We are looking at ways to solve this problem in our interfacing layer. Like creating tasks for each publish and canceling those on disconnect.

I was wondering if you had only thoughts on this matter. I don't think many people will use topic aliases, but this behaviour does make it more challenging to have a robust implementation of them.

peterhinch commented 3 weeks ago

I have now given this some thought. It clearly could be handled by the client, but it would require keeping a dict that related topics and aliases. The dict would persist over outages, but I think there would need to be an API for cancelling an alias so that the dict's growth could be limited.

I agree with your view that few people will use topic aliases. I think the principal use for these is on ultra low bandwidth channels such as Lora. Channel capacity is not an issue for typical WiFi/internet users. My concern is to minimise complexity and RAM. So let's assume that the application has responsibility for maintaining aliases.

I have pushed an update to the README to warn of this problem. If you achieve an application-level solution I could update the docs to provide an outline approach.

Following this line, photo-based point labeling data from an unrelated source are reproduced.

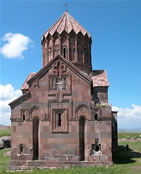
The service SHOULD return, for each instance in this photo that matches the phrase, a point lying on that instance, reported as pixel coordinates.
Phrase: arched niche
(82, 110)
(36, 111)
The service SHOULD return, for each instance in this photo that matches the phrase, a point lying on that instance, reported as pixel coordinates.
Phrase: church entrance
(82, 138)
(35, 138)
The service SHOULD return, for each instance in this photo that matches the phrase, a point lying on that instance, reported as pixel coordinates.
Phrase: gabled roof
(66, 23)
(25, 85)
(99, 78)
(73, 68)
(20, 100)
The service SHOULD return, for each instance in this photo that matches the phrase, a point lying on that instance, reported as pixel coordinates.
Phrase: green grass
(125, 162)
(5, 132)
(128, 135)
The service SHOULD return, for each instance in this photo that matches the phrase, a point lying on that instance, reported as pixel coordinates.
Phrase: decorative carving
(59, 68)
(82, 110)
(36, 111)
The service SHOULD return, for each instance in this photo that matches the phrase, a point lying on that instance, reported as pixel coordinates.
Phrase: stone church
(63, 118)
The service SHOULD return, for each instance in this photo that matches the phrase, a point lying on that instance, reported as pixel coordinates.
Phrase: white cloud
(129, 118)
(7, 94)
(15, 45)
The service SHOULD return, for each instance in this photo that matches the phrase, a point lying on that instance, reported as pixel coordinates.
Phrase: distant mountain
(4, 126)
(129, 130)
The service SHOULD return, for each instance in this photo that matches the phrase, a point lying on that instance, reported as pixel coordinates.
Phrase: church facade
(63, 118)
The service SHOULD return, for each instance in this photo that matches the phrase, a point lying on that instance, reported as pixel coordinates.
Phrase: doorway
(35, 138)
(82, 138)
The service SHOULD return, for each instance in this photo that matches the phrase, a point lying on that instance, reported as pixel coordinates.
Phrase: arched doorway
(35, 138)
(82, 138)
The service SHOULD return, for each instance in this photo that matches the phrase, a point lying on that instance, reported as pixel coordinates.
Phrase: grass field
(125, 162)
(4, 132)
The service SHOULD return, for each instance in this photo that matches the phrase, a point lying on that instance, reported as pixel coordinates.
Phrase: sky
(115, 27)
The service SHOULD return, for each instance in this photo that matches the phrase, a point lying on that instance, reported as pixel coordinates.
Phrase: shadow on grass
(122, 156)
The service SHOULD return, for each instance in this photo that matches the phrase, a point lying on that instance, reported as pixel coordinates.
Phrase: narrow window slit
(21, 148)
(59, 120)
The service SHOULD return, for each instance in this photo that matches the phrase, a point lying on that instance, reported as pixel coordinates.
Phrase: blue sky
(115, 27)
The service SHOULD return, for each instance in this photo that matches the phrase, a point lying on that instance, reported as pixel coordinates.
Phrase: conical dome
(66, 23)
(70, 40)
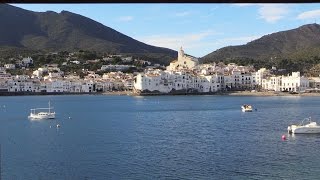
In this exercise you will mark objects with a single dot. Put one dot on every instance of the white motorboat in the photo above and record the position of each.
(42, 113)
(246, 108)
(307, 126)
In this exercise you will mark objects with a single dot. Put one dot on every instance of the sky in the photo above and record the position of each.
(199, 28)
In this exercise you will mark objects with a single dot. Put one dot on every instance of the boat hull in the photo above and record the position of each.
(306, 130)
(244, 109)
(46, 116)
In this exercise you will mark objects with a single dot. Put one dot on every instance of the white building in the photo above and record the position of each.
(293, 83)
(184, 62)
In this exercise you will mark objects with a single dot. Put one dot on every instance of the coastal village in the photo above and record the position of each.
(183, 76)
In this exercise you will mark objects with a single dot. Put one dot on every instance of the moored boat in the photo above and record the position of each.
(42, 113)
(307, 126)
(246, 108)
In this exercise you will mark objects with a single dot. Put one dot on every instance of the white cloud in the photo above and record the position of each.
(309, 14)
(244, 4)
(183, 14)
(125, 18)
(273, 12)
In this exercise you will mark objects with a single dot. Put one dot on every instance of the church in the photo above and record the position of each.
(184, 62)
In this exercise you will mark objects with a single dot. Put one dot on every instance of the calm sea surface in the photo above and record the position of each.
(158, 137)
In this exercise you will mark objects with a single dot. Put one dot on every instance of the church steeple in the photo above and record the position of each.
(180, 54)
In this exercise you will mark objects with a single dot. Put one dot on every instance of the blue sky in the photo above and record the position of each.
(198, 28)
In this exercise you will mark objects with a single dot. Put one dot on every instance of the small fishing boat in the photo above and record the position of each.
(307, 126)
(42, 113)
(246, 108)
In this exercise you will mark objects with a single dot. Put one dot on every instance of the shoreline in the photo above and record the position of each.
(233, 93)
(130, 93)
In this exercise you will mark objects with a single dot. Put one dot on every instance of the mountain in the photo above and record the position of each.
(67, 31)
(294, 43)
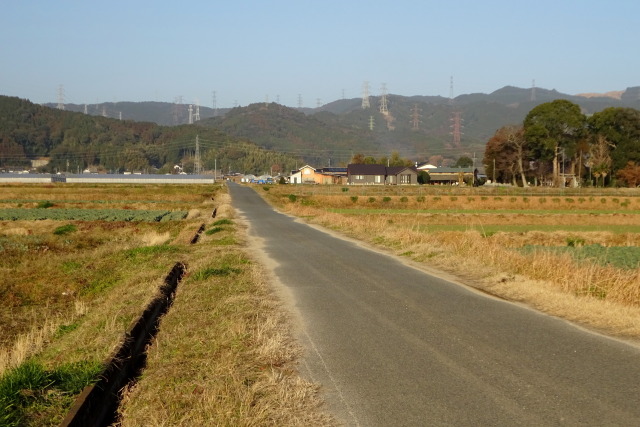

As a general comment, when writing libraries for others to use, it is hard to judge what features will be of most benefit. You get very little feedback unless something goes wrong. My approach is to use the libraries in my own projects - but this only takes you so far. Re V5 I think the killer feature is the provision of expiry intervals which fixes the mess that was clean_session=False. I'm not even sure many users will need properties: if you have control of all clients in a system you can just JSON-encode them into the message. But some people will need to connect to clients which they do not control.